PhD Dissertation

High-Throughput Computation through Efficient Resource Management

Scientific applications run on supercomputers where thousands of nodes are shared among users. When those applications start, their resources remain allocated until the job ends. We have detected two potential approaches in resource managing, with which we increase the global throughput and provide a better utilization of the underlying resources.

Ongoing Projects

Dynamic Resource Reallocation for Adaptive Workloads

MPI applications can change the number of processes to fit better any specific computational stage or upon request from the manager. We have developed a communication layer between the manager and the runtime with the purpose of reconfiguring processes of any running application.integration of new programming models into a resource manager capable of reassigning resources to the jobs depending on the cluster status.

Past Projects

GSaaS: GPU Scheduling as a Service

Management of cloudified accelerators in clouds infrastructures.

rCUDA - remote CUDA

rCUDA is a virtualization solution which allows to share GPUs among the nodes in a cluster. SLURM is a workload manager able to schedule jobs and manage resources. In this project I have been in charge of the integration of both technologies, since RCUDA have not got the feature of managing workloads and SLURM does not know how to share resources such as GPUs. Nowadays, the RCUDA project offers this integration by applying a patch to SLURM.

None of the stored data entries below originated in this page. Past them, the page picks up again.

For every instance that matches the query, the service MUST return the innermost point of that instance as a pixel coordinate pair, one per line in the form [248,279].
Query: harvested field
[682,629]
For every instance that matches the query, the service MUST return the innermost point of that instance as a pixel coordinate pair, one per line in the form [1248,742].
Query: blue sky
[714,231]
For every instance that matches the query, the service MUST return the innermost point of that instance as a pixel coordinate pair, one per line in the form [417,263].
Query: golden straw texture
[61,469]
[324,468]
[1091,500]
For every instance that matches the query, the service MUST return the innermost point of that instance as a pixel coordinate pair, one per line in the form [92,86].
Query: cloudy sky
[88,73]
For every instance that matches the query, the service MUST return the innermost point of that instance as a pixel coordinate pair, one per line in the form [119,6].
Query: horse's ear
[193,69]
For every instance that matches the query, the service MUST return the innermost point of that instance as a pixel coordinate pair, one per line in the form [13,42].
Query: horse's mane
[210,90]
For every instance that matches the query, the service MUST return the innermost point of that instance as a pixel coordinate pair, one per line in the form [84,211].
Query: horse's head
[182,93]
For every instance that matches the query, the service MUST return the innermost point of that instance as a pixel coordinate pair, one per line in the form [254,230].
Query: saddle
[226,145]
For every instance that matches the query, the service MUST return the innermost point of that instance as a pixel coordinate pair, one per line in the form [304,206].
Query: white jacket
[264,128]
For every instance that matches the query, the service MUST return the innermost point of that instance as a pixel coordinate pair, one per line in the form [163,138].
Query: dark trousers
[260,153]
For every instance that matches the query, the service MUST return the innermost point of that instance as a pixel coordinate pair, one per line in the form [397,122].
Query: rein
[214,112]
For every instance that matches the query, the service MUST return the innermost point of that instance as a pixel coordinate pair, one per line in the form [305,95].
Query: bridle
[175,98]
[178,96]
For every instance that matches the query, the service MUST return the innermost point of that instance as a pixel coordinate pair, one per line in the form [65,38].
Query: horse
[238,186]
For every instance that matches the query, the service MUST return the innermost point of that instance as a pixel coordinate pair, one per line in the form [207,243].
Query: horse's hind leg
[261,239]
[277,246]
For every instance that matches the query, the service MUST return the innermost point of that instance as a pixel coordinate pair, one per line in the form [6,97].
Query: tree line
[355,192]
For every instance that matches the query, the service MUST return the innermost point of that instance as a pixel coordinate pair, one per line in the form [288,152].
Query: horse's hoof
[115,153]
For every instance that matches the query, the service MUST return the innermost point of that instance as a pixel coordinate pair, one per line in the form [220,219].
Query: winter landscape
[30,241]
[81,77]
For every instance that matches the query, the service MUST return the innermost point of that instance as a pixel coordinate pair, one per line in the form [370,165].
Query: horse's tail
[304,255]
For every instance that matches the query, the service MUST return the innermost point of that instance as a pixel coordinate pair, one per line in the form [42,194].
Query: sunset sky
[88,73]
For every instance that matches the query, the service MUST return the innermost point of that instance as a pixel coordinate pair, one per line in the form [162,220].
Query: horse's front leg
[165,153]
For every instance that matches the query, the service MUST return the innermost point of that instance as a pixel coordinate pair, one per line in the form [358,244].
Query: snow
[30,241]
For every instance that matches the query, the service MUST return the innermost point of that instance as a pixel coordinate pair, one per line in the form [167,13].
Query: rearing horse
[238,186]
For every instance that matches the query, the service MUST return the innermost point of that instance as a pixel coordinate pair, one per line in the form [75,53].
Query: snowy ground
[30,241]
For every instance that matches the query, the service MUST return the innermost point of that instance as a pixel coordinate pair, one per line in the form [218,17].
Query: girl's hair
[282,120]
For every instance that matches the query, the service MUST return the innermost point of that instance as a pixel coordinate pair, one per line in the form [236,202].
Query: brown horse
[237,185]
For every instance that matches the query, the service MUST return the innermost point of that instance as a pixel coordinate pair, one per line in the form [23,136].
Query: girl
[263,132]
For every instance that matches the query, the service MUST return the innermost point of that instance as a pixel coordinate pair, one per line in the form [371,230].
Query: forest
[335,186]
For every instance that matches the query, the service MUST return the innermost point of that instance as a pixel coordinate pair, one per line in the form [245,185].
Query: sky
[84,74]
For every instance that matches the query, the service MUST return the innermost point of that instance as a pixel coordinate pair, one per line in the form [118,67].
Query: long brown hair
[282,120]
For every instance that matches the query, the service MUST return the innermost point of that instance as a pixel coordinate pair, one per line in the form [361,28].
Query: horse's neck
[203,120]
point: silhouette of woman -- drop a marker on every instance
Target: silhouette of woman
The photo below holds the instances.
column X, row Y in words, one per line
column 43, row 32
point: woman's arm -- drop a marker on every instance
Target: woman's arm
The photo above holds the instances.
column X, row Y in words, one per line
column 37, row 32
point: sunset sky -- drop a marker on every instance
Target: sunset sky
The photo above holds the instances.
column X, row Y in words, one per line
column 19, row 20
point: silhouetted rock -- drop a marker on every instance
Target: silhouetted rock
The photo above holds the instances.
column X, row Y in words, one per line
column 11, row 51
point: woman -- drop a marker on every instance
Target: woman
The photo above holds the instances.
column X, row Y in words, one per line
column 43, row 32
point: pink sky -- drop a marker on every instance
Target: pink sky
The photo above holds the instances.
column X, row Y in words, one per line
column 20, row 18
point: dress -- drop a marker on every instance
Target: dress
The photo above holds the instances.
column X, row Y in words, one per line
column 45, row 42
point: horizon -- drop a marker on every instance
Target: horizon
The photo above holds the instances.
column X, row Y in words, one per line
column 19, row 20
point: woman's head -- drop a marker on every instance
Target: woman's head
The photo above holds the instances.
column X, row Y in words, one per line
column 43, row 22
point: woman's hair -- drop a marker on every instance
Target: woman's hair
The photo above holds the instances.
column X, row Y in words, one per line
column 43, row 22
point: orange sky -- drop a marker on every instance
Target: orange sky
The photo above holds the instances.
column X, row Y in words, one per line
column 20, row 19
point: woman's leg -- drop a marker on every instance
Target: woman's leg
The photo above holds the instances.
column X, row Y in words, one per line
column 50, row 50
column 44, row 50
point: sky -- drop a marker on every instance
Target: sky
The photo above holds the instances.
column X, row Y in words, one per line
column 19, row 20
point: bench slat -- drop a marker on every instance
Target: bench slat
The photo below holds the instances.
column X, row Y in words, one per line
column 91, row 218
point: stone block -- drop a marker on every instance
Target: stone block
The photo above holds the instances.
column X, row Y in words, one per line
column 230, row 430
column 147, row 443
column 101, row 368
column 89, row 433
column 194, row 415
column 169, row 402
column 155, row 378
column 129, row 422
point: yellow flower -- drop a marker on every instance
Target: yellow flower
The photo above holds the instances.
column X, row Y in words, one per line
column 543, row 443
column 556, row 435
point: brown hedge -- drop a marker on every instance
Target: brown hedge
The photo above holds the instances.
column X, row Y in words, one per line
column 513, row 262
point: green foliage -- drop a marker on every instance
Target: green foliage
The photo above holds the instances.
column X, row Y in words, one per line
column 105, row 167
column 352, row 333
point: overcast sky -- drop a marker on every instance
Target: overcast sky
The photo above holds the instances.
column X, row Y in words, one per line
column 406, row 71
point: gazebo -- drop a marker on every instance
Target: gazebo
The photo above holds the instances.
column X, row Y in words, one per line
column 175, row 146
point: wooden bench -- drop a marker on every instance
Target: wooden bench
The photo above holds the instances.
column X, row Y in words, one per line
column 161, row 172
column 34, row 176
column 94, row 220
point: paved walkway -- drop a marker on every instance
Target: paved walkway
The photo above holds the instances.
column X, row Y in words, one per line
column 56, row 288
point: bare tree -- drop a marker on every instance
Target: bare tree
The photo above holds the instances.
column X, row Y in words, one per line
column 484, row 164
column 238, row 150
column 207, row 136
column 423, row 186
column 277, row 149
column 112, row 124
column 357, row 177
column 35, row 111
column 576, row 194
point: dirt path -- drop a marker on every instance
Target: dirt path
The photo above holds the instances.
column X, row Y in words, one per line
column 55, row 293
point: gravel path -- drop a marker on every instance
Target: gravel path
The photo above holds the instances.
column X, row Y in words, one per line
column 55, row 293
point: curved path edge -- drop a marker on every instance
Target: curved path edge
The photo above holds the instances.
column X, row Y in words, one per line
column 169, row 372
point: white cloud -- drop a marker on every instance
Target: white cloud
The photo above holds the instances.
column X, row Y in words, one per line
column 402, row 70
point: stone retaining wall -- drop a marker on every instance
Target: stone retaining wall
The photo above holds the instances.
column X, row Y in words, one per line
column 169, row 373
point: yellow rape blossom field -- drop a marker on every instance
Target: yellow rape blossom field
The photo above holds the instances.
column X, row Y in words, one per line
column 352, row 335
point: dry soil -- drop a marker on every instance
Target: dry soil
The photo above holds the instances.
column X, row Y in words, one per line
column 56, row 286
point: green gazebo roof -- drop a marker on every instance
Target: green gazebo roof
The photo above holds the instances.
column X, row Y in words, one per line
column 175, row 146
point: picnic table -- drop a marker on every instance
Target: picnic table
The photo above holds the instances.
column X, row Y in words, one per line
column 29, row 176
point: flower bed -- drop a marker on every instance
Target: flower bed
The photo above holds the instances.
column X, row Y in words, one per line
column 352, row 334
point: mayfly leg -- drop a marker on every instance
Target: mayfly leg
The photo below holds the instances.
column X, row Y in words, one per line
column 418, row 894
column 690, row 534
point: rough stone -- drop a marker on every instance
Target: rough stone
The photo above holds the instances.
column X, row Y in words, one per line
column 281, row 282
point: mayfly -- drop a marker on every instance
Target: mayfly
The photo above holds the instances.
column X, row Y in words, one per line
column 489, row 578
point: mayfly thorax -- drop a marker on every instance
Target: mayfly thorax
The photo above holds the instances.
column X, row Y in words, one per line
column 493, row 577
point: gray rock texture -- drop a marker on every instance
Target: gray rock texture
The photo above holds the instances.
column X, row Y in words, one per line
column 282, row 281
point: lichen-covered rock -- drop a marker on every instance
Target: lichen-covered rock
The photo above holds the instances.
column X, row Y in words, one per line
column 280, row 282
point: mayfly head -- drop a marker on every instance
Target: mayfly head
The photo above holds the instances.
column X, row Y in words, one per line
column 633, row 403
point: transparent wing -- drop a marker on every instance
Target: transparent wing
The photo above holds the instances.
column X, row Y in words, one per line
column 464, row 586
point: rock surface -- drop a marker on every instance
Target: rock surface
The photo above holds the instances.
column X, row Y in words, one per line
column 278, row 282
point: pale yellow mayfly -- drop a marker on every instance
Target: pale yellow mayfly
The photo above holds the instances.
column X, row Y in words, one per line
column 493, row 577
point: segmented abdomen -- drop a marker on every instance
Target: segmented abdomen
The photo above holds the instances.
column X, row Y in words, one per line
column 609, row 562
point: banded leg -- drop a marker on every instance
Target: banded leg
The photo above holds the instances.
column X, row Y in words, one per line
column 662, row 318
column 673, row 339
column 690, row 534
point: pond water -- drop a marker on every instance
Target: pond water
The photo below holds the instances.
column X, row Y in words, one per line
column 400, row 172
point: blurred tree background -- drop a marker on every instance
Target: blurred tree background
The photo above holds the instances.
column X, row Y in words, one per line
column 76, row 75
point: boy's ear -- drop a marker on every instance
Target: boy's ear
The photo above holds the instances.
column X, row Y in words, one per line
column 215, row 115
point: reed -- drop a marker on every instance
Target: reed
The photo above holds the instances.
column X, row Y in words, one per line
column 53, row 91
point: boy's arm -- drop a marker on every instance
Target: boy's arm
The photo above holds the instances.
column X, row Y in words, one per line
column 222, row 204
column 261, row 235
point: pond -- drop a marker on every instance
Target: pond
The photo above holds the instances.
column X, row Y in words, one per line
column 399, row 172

REALCLOUD - Real Data Center Cloud Services and Environment

This project was carried out by several entities. We were responsible for developing a middleware what was able to consolidate the system, making decisions depending on the TI data gathered in real-time. So that, it would migrate virtual machines, turn on and shut down nodes in order to boost the performance and reduce, as much as possible the carbon footprint.

MONICA - Monitoring and control system with intelligent energy efficiency management for ICT resources in ultradense data centers oriented HPC and Cloud Computing

The collaboration of our research group in this project was focus on the theoretical study of the power consumption in the cluster of the FCSCL (Super Computing Foundation of Castilla y León (Spain)).

ACEI - Adjusting the Energy Consumption in Computer Facilities

This project consisted in the development of a simulator to assess energy saving strategies and policies in HPC workloads. The real system Energy Saving Cluster (ESC) based on Sun Grid Engine (SGE) was modeled in order to simulate its behavior, taking into account: the different features of the components in the cluster, the scheduling and the energy saving policies and generating statistics and charts with the results. The simulator was written in Python and had a user web interface for its management.